The drive south to Indiana Avenue took Darius through 35th and State, where a girl had been hit by a car and was bleeding on the pavement under the full glare of a Buick’s headlights. A woman in a fur-collared coat was kneeling beside her, screaming for an ambulance. The blood and the woman’s perfume — musky, department store, too much — came through the closed window and braided together in Darius’s sinuses and stayed there. He drove past. The smell didn’t leave. It sat behind his eyes for the rest of the night, turning every pedestrian into a pulse, every red light into a count of the living bodies within fifty yards.

The brownstone on Indiana Avenue was dark except for one second-floor window. A Crown Victoria with municipal plates and an alderman’s parking placard on the dash sat across the street. Fresh tire tracks cut through the alley — wide wheelbase, recent. And the shade on the second floor moved a half-inch, showing a sliver of light, and fell back. Somebody was watching the street.

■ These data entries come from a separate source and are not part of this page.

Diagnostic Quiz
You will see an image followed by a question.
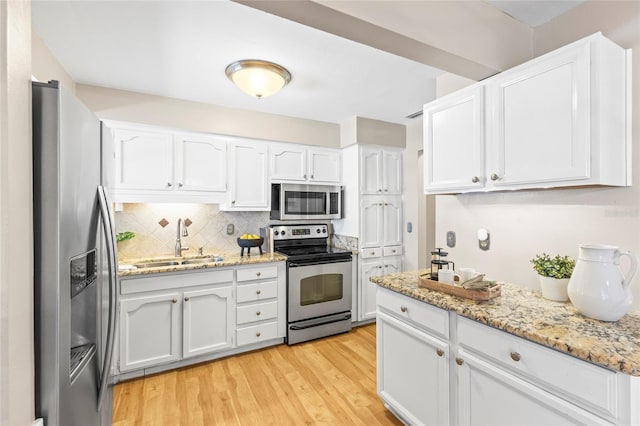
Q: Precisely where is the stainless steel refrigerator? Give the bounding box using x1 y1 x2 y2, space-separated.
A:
33 81 118 426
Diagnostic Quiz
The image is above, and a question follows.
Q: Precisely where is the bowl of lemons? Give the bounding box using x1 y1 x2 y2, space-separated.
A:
238 234 264 256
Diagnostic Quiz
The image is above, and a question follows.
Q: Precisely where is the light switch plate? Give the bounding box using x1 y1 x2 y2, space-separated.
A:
447 231 456 247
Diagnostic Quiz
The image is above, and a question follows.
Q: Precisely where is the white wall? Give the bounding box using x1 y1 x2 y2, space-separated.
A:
436 2 640 309
0 1 35 425
76 84 340 148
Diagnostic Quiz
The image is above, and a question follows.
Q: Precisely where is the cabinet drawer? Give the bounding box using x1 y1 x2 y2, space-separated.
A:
382 246 402 256
237 266 278 282
238 281 278 303
236 321 278 346
360 247 382 259
458 317 619 418
236 300 278 324
376 287 449 339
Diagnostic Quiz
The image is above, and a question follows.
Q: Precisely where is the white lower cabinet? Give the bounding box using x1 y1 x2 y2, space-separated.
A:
376 288 638 425
116 262 286 376
182 286 233 358
236 264 286 346
118 292 182 371
376 313 449 425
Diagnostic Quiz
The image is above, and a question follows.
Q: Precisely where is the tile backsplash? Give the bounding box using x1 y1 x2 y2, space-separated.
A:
115 203 269 258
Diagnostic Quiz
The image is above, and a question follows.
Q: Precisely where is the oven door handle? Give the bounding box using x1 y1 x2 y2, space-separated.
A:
289 314 351 330
287 259 351 268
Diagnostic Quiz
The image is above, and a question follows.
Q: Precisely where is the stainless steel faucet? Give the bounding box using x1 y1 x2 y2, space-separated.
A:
174 218 189 257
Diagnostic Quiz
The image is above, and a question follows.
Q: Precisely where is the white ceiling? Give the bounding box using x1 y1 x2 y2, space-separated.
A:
32 0 576 123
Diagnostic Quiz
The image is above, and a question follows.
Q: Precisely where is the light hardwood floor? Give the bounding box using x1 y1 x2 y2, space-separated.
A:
113 324 401 426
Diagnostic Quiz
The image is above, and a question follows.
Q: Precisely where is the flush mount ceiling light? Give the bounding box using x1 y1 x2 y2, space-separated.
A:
225 59 291 98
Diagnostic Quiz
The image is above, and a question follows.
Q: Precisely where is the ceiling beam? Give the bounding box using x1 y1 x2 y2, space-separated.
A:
232 0 498 81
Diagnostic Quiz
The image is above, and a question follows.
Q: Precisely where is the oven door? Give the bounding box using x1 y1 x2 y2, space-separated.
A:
288 259 352 323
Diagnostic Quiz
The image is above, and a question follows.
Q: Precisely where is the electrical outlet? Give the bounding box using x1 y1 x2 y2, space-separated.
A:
447 231 456 247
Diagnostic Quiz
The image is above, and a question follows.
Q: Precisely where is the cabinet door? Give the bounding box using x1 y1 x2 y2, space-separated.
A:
382 256 402 275
382 197 403 246
182 286 234 358
382 150 402 195
424 86 485 193
487 44 591 186
309 148 342 183
113 130 174 190
455 350 610 425
360 147 382 195
360 197 384 248
376 312 450 425
176 135 227 191
358 258 384 321
119 293 181 371
225 141 269 210
269 144 308 181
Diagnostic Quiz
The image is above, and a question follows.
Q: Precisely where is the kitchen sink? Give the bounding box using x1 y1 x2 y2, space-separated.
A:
182 256 224 265
133 260 182 269
133 256 224 269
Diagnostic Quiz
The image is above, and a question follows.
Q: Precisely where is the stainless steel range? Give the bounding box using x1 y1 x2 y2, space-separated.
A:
272 224 352 345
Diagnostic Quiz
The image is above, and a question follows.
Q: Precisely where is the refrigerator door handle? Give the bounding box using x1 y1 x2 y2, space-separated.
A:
98 185 118 411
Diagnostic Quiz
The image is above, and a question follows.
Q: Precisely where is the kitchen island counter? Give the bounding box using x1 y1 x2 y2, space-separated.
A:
370 270 640 376
118 249 287 278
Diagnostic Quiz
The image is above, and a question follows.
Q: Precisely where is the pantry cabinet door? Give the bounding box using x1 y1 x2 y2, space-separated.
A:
118 293 182 372
382 150 402 195
358 257 384 321
360 146 382 195
382 197 403 246
113 130 174 191
182 286 235 358
360 197 384 249
423 85 485 194
176 135 227 191
487 44 591 187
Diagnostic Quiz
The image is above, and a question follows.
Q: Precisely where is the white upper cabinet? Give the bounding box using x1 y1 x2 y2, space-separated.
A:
360 145 402 195
423 85 485 193
176 135 227 191
110 125 227 202
221 139 270 211
113 130 174 191
269 143 342 183
424 33 631 193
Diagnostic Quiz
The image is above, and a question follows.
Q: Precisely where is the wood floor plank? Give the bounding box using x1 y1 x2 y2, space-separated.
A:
113 324 401 426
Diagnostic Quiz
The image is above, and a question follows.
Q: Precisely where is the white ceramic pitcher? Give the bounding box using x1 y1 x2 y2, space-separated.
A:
567 244 638 321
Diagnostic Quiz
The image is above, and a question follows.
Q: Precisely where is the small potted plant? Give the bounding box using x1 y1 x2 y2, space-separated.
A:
531 253 576 302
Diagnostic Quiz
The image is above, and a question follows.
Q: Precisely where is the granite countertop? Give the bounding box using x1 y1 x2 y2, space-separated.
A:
118 249 287 278
370 270 640 376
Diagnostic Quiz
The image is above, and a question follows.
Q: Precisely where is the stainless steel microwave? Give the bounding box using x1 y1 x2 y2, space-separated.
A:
270 183 343 220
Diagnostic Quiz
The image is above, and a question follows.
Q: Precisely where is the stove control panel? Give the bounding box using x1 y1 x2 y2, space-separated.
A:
272 225 329 240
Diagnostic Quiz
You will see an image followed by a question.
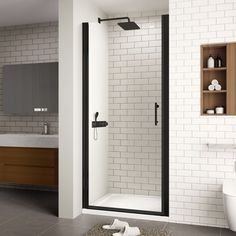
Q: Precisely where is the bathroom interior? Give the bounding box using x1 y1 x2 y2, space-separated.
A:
0 0 236 236
83 4 169 214
0 1 58 214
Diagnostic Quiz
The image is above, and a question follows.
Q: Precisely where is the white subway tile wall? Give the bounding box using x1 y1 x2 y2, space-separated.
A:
108 12 161 196
169 0 236 229
0 22 58 134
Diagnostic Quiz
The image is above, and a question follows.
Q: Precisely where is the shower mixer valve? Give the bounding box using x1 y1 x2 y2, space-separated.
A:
92 112 108 128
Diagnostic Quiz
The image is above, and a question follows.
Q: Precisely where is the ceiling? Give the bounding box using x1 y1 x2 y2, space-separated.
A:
0 0 58 26
91 0 169 15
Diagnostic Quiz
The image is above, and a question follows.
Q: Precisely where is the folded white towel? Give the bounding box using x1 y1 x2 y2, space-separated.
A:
102 219 129 230
112 226 141 236
211 79 219 85
208 84 215 91
214 84 221 91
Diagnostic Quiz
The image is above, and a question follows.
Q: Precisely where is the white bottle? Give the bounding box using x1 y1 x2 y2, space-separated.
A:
207 55 215 68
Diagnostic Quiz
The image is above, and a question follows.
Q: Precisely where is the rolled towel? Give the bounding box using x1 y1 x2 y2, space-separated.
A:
102 219 129 230
112 226 141 236
208 84 215 91
214 84 221 91
211 79 219 86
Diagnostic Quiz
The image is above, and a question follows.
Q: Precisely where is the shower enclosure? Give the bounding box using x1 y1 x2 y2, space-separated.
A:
83 14 169 216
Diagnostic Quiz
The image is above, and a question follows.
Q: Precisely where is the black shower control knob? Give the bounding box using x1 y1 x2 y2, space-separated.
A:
92 121 108 128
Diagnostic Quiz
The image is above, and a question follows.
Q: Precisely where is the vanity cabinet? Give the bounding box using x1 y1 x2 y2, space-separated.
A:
201 43 236 115
0 147 58 187
3 62 58 115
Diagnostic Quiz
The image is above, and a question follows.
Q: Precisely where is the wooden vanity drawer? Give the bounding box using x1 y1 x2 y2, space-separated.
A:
0 147 58 186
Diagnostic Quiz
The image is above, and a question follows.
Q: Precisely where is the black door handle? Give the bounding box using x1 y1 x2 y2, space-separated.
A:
155 102 159 126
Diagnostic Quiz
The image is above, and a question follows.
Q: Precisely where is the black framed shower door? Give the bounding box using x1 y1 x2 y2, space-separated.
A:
82 15 169 216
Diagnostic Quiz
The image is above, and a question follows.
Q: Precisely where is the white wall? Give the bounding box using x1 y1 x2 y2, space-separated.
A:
89 23 108 204
170 0 236 229
59 0 105 218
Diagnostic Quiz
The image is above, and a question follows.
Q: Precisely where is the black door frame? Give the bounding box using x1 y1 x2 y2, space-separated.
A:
82 15 169 216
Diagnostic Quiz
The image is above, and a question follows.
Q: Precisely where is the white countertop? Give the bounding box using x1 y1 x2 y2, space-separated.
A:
0 134 58 148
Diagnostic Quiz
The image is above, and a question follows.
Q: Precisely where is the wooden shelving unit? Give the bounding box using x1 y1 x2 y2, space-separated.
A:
201 43 236 116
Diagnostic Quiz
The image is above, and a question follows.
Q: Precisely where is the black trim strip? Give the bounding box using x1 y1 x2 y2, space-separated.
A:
82 23 89 208
161 15 169 216
83 15 169 216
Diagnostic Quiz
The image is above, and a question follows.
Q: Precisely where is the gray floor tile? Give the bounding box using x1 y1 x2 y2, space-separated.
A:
40 224 90 236
0 188 232 236
221 229 236 236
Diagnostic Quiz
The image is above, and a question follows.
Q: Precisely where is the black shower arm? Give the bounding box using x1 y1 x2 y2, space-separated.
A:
98 17 130 24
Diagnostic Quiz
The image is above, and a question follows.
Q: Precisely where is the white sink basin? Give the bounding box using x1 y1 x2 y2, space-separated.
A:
0 134 58 148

Darius tried the neighbor woman taking out her trash. The Presence slid off him — the blood-smell static in his head fouling the signal — and he was left with the Ventrue toolkit stripped to its base components: voice, posture, a pretext about a cousin’s address.

“That’s the Hayward place. He’s not there much. People come and go at that place. Cars at all hours. I mind my own business.” She went inside. Dead bolt. Chain.

A porch light came on across the street. Someone had heard the conversation. Darius was standing on an open sidewalk in moonlight, and the brownstone’s second-floor watcher had either lost interest or seen everything they needed. He walked back to the Continental without running. Running is the thing people remember.

The drive home took twelve minutes. Sable was still awake. He gave her the brownstone — Hayward place, municipal car, watcher, compromised — and she filed it the way she filed everything, with the part of her mind that never stopped calculating the distance between useful and dangerous.

He sat in the kitchen of the Kaspar basement and listened to the pipes. The amphetamine was gone. The death smell was fading. Eight-thirteenths. Wednesday was twenty hours away.